The Atlantic: Hypocrisy, Spinelessness, and the Triumph of Donald Trump. “He said Republican politicians would be easy to break. He was right.” By Mark Leibovich.

“Biden’s defeat of Trump in 2020 had seemed certain to weaken Trump’s grip on the Republican Party, if not end his political career. No relevant precedent existed for any one-term president to become his party’s default front-runner in the next election. Especially not an extremely unpopular one-term president who lost by 7 million votes, refused to concede, incited a lethal insurrection in an attempt to overturn the result, was impeached for a second time, defied long-honored tradition by skipping the swearing-in of his successor, left behind a traumatized nation (with 25,000 National Guard troops defending the capital against his own supporters), became the first former president to be indicted … and the rest of the whole loser litany.

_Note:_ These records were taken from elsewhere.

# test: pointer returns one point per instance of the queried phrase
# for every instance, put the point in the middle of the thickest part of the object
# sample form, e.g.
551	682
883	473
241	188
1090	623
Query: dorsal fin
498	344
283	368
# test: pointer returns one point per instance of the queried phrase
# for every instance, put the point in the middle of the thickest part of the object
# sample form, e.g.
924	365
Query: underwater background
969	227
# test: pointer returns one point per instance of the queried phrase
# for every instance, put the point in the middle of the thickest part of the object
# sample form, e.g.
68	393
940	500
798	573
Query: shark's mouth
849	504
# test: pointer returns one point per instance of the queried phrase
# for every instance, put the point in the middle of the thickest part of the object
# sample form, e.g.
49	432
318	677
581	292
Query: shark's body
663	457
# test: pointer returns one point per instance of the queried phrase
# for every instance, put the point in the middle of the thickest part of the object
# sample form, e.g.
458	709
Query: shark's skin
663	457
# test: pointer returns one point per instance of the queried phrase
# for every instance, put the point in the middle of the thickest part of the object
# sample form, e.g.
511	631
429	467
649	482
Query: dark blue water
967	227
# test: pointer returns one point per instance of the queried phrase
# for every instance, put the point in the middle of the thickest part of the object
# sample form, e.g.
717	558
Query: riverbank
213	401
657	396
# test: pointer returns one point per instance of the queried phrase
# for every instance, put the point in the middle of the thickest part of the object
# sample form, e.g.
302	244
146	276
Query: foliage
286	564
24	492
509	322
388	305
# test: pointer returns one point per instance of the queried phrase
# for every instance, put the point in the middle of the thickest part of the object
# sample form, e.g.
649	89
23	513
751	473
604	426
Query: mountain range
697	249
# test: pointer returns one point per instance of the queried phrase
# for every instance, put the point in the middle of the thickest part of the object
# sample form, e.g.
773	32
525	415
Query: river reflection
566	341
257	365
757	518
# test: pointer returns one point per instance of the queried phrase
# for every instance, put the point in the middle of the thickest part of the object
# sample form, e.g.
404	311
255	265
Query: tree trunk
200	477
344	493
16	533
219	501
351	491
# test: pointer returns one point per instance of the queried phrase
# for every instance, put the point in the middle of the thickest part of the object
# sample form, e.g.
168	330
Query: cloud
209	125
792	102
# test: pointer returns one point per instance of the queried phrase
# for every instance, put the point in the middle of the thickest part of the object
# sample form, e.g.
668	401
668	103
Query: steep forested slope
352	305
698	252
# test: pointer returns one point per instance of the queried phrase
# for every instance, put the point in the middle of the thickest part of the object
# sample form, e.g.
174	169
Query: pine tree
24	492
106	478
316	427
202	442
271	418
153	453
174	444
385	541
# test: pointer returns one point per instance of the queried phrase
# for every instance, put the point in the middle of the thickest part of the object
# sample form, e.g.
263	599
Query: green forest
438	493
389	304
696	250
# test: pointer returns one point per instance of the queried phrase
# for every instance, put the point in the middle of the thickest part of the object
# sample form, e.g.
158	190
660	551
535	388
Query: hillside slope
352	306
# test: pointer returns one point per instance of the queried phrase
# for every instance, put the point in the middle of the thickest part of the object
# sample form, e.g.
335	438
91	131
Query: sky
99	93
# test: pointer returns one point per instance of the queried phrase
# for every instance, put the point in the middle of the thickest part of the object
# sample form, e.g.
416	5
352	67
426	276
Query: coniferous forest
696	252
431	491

Yet the speed with which Trump has settled back into easy dominance of his party has been both remarkable and entirely foreseeable—foreseen, in fact, by Trump himself. Because if there’s been one recurring lesson of the Trump-era GOP, it’s this: Never underestimate the durability of a demagogue with a captive base, a desperate will to keep going, and—perhaps most of all—a feeble and terrified opposition of spineless ciphers (“weak like a baby”).”